13 September 2011


This burns my grits. The chart above shows a comparison of the salaries paid to faculty at U.S. doctoral-granting universities. Please note that as one descends down the chain of command, salaries decrease accordingly, from president/CEO to provost to dean to tenured professor to un-tenured professor to grad student. But wait ~ that last entry. Football coaches earn an average salary that nearly equals all the other categories combined. What?

Colleges and universities are in the business of educating students, preparing them for entry into their chosen careers. It has been thus for centuries, long before college sports became so insanely popular (approximately coinciding with the advent of television) ~ and so insanely corrupt. I'm talking financial corruption, and I'm talking ethical corruption. The lopsided homage paid to sports at our institutions of higher learning is all out of proportion to their importance in turning out educated citizens.

It's all a con game. Millions of young men and women of dream of parlaying their high school and college sports performance into the hope of being chosen as a member of a professional team ~ but the odds of success are tens of thousands to one. The media, the NCAA, sports fans, parents, college administrators, and the players themselves are willing participants, because no one wants to be the first to point out that the emporer has no clothes.

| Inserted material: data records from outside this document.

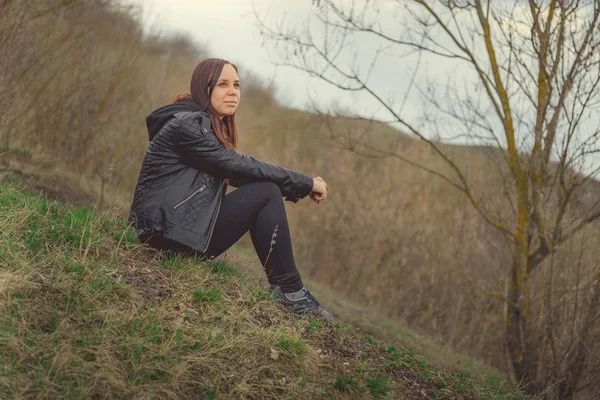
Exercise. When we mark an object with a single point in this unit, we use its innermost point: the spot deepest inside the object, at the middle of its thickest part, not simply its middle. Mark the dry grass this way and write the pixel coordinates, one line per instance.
(79, 79)
(86, 312)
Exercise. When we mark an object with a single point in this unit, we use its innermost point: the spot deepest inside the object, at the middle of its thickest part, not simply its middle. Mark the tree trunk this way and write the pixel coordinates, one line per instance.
(521, 338)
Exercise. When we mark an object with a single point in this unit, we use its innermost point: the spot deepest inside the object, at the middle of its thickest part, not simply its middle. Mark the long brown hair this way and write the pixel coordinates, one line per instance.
(204, 79)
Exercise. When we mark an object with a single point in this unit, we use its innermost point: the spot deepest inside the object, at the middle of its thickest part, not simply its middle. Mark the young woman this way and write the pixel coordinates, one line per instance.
(180, 203)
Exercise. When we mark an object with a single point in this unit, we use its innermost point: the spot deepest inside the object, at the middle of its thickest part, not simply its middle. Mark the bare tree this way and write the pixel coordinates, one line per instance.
(532, 93)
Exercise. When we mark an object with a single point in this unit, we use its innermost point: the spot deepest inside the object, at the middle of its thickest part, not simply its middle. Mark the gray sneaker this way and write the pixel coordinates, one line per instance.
(305, 304)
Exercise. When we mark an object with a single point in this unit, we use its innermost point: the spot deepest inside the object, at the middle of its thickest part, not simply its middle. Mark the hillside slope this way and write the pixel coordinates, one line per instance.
(86, 312)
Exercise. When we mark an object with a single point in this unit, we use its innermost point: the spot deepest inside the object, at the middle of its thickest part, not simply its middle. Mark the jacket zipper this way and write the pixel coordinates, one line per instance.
(189, 197)
(214, 220)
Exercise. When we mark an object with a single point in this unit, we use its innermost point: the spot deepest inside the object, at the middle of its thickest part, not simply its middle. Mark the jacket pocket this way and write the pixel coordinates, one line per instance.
(182, 202)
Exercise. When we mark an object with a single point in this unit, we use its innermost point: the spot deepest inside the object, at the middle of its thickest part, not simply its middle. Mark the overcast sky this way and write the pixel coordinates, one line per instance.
(227, 29)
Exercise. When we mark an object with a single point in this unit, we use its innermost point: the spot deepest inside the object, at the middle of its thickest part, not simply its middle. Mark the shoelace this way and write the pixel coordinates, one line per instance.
(311, 298)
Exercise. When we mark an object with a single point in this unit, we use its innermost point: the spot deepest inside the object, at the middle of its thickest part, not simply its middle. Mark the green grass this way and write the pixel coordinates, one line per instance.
(207, 295)
(87, 312)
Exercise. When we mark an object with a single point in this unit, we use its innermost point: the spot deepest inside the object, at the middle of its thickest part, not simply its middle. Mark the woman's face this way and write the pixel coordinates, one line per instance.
(226, 94)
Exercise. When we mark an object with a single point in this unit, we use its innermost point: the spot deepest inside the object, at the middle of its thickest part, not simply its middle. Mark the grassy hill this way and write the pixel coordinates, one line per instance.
(87, 312)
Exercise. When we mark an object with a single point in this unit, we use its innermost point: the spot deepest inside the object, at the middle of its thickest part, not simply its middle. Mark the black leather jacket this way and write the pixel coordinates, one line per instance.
(181, 183)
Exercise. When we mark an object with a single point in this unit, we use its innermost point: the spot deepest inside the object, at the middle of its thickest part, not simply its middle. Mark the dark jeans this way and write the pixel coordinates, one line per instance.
(258, 208)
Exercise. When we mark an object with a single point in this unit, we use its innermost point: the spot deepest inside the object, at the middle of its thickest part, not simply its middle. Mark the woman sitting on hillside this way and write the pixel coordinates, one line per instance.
(180, 203)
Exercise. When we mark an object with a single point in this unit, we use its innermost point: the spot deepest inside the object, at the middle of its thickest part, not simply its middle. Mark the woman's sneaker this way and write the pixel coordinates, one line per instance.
(306, 303)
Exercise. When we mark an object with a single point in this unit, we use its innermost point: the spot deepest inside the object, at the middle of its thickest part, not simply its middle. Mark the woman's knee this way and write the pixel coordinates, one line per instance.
(268, 189)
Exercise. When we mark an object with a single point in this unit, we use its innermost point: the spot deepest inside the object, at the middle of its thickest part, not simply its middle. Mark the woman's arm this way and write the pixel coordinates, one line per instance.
(200, 148)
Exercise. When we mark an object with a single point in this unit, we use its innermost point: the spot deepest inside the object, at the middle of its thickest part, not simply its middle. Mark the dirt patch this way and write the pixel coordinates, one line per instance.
(152, 284)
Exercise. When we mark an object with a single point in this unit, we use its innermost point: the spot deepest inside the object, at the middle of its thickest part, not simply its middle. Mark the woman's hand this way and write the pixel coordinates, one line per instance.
(319, 192)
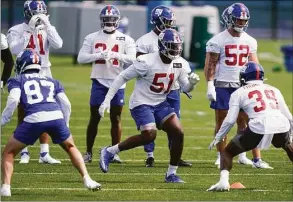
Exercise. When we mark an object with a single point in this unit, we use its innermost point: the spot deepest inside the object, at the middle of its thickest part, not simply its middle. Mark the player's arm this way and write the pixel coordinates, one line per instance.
(231, 118)
(7, 59)
(12, 103)
(65, 106)
(86, 54)
(130, 52)
(187, 82)
(17, 42)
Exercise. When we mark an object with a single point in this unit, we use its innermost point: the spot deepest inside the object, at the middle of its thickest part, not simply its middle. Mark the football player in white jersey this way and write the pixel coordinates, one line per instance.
(156, 73)
(7, 59)
(268, 116)
(109, 51)
(162, 17)
(47, 108)
(35, 32)
(226, 53)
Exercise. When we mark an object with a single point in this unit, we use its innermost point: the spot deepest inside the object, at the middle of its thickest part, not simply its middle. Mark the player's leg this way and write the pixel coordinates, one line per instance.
(282, 140)
(98, 93)
(60, 134)
(240, 143)
(241, 126)
(24, 154)
(174, 101)
(115, 117)
(145, 121)
(25, 134)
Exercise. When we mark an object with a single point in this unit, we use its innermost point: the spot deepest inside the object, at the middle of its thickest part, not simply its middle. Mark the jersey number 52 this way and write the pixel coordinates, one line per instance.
(233, 58)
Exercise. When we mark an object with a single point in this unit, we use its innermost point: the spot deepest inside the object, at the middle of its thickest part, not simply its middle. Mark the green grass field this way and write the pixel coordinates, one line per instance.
(131, 180)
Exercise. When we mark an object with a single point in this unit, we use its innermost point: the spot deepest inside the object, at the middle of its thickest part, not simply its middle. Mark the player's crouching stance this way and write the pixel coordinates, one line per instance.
(155, 73)
(268, 114)
(47, 109)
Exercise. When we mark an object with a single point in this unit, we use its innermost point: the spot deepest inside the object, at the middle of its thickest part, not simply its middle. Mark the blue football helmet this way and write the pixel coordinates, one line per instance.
(238, 12)
(170, 43)
(109, 17)
(28, 59)
(251, 71)
(33, 7)
(162, 17)
(225, 19)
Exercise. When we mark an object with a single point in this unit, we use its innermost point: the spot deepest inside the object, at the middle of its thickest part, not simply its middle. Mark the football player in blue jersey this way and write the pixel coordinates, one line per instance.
(46, 108)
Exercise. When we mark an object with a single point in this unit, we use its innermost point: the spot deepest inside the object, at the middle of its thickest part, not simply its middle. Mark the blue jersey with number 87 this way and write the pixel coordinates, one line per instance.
(38, 93)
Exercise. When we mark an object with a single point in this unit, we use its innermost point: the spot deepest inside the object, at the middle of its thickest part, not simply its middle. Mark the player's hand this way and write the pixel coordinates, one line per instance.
(213, 143)
(193, 78)
(34, 21)
(45, 19)
(211, 94)
(104, 106)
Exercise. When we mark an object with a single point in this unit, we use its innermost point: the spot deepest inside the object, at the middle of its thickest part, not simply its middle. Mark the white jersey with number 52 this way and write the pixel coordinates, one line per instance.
(265, 107)
(234, 52)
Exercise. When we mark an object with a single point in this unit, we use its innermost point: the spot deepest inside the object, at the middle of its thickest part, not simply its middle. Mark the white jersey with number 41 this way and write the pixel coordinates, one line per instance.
(234, 52)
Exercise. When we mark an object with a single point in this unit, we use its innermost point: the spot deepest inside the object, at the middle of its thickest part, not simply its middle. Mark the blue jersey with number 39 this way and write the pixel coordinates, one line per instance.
(38, 93)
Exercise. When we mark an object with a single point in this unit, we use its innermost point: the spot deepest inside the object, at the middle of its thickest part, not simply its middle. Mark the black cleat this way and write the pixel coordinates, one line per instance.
(183, 163)
(150, 162)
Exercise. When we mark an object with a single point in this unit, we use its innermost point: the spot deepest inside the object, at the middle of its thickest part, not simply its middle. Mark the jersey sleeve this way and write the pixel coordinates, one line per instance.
(13, 83)
(141, 47)
(4, 44)
(213, 46)
(253, 46)
(58, 87)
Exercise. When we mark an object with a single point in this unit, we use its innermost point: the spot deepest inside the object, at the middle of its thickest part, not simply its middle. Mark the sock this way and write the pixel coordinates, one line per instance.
(172, 170)
(5, 186)
(150, 154)
(224, 175)
(44, 148)
(242, 155)
(114, 149)
(255, 160)
(24, 150)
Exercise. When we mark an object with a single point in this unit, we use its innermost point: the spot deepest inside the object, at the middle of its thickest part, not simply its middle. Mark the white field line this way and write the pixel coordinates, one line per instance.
(161, 174)
(162, 161)
(129, 189)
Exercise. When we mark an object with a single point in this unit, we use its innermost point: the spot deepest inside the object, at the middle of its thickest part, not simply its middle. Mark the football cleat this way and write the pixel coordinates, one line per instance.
(46, 158)
(173, 179)
(92, 185)
(150, 162)
(183, 163)
(105, 159)
(87, 158)
(116, 159)
(244, 160)
(24, 158)
(261, 164)
(220, 186)
(5, 191)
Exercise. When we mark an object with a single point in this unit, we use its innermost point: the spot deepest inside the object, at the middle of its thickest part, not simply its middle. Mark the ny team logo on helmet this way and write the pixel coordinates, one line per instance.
(251, 71)
(162, 17)
(34, 7)
(109, 17)
(28, 59)
(170, 43)
(238, 11)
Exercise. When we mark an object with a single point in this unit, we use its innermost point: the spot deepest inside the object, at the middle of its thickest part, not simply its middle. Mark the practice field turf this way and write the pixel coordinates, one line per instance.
(131, 180)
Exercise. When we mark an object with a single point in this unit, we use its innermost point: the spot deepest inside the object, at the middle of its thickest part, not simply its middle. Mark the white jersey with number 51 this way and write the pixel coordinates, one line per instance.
(234, 52)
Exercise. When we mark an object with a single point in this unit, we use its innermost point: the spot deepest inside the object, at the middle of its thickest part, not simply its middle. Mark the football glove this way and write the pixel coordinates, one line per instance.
(104, 106)
(211, 94)
(193, 78)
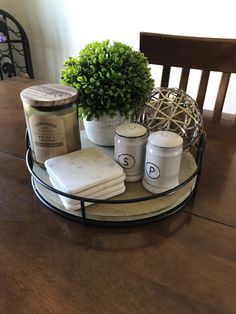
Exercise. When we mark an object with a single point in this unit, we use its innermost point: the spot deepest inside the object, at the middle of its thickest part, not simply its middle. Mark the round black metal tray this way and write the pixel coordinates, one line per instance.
(135, 206)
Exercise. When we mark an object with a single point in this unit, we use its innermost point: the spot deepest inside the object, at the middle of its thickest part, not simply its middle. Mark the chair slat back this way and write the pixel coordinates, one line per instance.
(206, 54)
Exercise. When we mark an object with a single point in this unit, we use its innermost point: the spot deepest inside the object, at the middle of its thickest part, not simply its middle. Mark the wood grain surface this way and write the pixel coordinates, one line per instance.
(183, 264)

As with nearly any other logical disjunct in life, when there is a troubling situation, follow the money. College sports have evolved to become a major source of income ~ in attendance revenues, in alumni support for universities which field winning teams, in product endorsements, in media coverage. Where does all that cash go? Is it disbursed to academic research, to expanding libraries, to attracting promising young scholars in the sciences or the arts? Not really. It goes toward further enhancing the sports program, to outrageous salaries for coaches, to full ride scholarships and other (often hidden) benefits for players, to newer and larger stadiums, to drumming up fan support. A self-perpetuating cycle which does not serve the essential purpose of higher education, the raison d'etre for colleges and universities in the first place. This is totally FUBAR.

I can hear the counter-argument ~ college is merely a natural level on the progressive pyramid of advancement within a sport (see illustration below). But that holds no water, given the tiny percentage of players who will actually make it to the pros. It is a very lucrative fantasy, but it only comes true for a tiny percentage of the dreamers. The rest are merely pawns.

To purify the situation, to return our universities to their original purpose of education in both one's specialized field and in the broader liberal arts, not to mention returning college sports to their true standing as an amateur (unpaid) endeavor, I propose the elimination of scholarships for players, and the restructuring of salaries for coaches down to the level of tenured or untenured professors. If you're a student, you're there to learn. Playing on a team should be a privilege which is subservient to your broader education, not your primary reason for being in school. Budgets for sports programs should not exceed the budget of the smallest academic department in a given university, and sports financial proceeds should be deposited into the university's general fund, to which all departments would have access for meeting expenses.

Radical thoughts, bound to raise a howl of protest among sports fanatics. So think about this ~ what are college sports good for? Physical fitness and promoting a spirit of fair play? Hardly. They serve as a symbolic substitute for the human propensity for waging war. We get to go out there and "kill" the enemy, engage in multiple battles to prove our supremacy. On that level, we can be real and say sure, better a symbolic war than a real one. But keep money out of it. Better to foster equal enthusiasm for scientific research, for the arts, for turning out educated, well-rounded adults who understand quadratic equations and ecology and music and art and Spanish, above and beyond being able to quote the playing statistics of the next team on the playing schedule.